Cinéma, Film Police, Virgine Efira, Anne Fontaine, avis, critique, blog, Hugo Boris, roman, Omar Sy

Film d'Anne Fontaine

Avec Virginie Efira, Omar Sy, Grégory Gadebois

 

Synopsis :  Virginie, Erik et Aristide, trois flics parisiens, se voient obligés d’accepter une mission inhabituelle : reconduire un étranger à la frontière.

 

 

Mon humble avis : Respect ! Profond respect pour ce film et toute l'équipe qui lui a permis de voir le jour malgré la nuit. Je ne serai pas étonnée si, dans quelques mois, quelques César récompensaient la grandeur et la nécessité de "Police".... Et notamment celle de Virginie Efira, lumineuse, bouleversante, fragile et forte à la fois, qui mérite vraiment les honneurs tant des spectateurs que des professionnels.

"Police" est librement inspiré du roman éponyme de Hugo Boris, paru en 2016. Je l'avais lu dans le cadre des Matchs de la Rentrée Littéraire organisés par PriceMinister sur la blogosphère... Matchs qui, pour chacun de la dizaine de titres proposés, couronnait la chronique la plus originale... Et cette année-là, pour Police, la gagnante fut.... Moi ! Vous retrouverez cette chronique ICI !

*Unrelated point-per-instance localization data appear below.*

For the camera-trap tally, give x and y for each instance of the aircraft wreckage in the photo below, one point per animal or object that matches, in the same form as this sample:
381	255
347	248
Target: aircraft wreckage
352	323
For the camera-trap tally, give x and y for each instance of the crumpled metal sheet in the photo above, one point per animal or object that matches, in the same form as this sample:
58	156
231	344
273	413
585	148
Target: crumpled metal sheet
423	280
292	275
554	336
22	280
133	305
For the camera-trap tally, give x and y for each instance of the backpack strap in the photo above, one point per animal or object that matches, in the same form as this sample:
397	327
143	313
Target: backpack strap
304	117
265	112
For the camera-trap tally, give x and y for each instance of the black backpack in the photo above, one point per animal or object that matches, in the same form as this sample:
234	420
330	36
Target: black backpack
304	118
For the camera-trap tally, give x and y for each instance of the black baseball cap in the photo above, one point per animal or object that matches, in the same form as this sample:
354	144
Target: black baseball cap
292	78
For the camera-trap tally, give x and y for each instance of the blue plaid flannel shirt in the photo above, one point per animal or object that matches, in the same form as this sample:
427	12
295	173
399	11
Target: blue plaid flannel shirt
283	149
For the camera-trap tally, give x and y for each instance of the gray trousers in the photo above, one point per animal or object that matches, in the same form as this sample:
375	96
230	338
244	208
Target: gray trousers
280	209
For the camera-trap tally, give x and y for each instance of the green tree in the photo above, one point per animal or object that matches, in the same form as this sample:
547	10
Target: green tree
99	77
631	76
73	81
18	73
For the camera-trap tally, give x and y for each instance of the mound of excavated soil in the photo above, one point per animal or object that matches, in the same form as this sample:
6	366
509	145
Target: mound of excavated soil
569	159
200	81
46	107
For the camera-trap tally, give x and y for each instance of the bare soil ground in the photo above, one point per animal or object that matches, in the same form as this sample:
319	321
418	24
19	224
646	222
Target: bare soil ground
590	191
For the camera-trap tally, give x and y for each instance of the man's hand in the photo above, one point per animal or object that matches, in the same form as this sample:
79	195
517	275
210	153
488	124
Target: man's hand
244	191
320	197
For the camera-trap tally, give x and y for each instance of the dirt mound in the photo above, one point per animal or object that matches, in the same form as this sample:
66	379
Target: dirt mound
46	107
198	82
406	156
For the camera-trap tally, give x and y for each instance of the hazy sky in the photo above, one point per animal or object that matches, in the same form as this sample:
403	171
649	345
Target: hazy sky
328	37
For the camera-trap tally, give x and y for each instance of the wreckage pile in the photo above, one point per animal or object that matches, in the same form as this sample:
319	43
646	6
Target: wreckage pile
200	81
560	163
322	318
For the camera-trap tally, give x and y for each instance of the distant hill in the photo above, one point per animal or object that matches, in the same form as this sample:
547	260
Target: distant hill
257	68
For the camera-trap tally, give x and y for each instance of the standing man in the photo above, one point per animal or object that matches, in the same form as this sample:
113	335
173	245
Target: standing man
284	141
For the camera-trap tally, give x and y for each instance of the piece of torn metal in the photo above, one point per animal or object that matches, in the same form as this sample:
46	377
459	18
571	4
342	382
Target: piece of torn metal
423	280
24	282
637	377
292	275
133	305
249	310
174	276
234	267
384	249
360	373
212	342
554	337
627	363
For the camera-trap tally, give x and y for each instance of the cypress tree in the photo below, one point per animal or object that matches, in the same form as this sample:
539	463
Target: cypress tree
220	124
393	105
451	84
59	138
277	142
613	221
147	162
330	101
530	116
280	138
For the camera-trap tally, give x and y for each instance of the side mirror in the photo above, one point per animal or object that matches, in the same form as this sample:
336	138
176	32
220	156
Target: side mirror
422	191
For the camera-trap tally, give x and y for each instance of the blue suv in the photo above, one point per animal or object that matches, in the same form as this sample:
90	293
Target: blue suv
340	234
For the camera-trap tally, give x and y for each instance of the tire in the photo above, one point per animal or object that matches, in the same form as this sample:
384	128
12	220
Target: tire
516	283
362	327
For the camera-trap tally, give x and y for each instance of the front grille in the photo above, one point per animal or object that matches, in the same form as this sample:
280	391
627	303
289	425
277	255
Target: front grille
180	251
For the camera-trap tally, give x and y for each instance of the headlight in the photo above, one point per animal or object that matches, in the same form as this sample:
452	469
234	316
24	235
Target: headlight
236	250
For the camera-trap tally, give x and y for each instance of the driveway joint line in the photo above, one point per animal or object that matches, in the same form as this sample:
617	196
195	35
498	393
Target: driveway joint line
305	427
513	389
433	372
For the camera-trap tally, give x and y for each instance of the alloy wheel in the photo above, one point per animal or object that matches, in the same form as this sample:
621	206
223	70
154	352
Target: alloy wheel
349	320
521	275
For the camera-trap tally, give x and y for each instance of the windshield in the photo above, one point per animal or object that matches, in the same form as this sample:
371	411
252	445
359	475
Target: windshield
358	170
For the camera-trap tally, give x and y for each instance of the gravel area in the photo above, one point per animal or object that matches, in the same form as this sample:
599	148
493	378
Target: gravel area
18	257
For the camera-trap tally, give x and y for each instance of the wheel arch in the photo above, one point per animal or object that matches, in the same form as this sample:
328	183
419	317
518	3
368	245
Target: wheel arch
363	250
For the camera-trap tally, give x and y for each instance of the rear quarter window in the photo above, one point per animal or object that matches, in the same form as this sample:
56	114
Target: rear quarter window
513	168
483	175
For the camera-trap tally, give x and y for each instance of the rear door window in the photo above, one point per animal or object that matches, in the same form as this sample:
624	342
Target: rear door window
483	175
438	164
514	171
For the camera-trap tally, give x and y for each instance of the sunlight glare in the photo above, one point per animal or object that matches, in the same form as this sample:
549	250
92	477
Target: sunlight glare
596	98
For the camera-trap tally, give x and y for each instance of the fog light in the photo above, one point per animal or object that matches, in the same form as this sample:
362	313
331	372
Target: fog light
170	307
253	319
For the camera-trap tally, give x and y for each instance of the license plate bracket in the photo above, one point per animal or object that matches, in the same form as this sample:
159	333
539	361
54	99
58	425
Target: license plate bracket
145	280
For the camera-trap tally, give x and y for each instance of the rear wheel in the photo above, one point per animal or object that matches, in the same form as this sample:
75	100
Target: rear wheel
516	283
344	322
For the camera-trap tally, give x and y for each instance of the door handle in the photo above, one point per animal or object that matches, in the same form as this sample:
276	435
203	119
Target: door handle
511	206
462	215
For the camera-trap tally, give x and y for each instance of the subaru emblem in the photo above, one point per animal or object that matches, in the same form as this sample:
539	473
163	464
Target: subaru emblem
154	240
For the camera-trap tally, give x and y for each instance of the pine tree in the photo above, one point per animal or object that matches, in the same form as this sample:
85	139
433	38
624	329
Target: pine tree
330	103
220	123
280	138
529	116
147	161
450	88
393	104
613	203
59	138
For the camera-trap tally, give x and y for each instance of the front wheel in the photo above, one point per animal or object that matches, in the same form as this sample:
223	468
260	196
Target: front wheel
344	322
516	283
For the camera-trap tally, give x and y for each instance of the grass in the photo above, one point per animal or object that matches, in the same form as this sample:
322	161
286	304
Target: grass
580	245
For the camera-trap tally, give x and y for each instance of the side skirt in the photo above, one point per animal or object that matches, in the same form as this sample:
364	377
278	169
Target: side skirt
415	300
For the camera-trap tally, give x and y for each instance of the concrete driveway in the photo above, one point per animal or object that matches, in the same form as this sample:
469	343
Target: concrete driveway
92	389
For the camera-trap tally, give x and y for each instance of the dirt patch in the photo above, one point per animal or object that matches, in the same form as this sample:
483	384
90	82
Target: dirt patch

Quatre années ont passé et pourtant, l'histoire est toujours cruellement d'actualité... Pourtant, il résonne peut-encore plus... Pour une autre raison... En 2016, chacun avait encore en tête la série d'attentats à Paris, le courage et l'efficacité de la police, les haies d'honneurs, les bravos... Depuis, une eau putride a coulé sous les ponts et les policiers sont plus souvent vilipendés que célébrés... Ce film remet quelques pendules à l'heure, en nous faisant partager la journée de trois flics, dans leurs interventions plus glauques les unes que les autres... Jusqu'à l'ultime de la journée : reconduire un ressortissant étranger à la frontière. Nous sommes donc avec eux dans la voiture, la tension est plus que palpable, et chacun des trois points de vue, ou plutôt ressenti, ou même intime conviction est concevable, recevable, respectable. Et c'est ce qui rend cette histoire d'intime conviction et de responsabilité individuelle au coeur d'un système si terrible.

Chapeau bas à Anne Fontaine qui a trouvé tons, lumières et rythmes justes pour porter le roman d'Hugo Boris à l'écran. Certes, la réalisatrice prend quelques libertés avec l'histoire d'origine, notamment la fin mais elle est profondément fidèle à l'atmosphère et au sujet livre. Anne Fontaine a aussi, me semble-t-il étoffé les protagonistes, notamment en évoquant quelques pans et anecdotes de leur vie personnelle. Ils ont chacun une épaisseur éloquente et poignante. 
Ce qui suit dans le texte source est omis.